# European Football Match Scraper
> Downloading data for the maching learning model

- toc: false
- badges: true
- comments: true
- categories: [soccer, machine learning, webscraping]

The philosophy behind this model is this: people have been trying to figure out the best stat for predicting match outcomes for decades, we don't need to create something new. We can base the model on who has the best stats & probably get a great result. We'll also add in the odds from the casinos, but that's later.

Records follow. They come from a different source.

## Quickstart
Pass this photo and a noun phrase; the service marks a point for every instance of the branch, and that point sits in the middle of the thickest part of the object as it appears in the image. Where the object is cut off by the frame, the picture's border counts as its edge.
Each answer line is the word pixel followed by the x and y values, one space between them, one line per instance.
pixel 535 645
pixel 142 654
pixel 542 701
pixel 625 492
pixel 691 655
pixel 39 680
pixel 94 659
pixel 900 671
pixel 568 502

Right now, we need to download the stats for all those games. on [fbref.com](http://fbref.com), we see 122 different stats per team per game. Sometimes these are at the player level, sometimes at the team level. For this model, I am going to do all calculations at the team level. You'll see that we'll get a good result.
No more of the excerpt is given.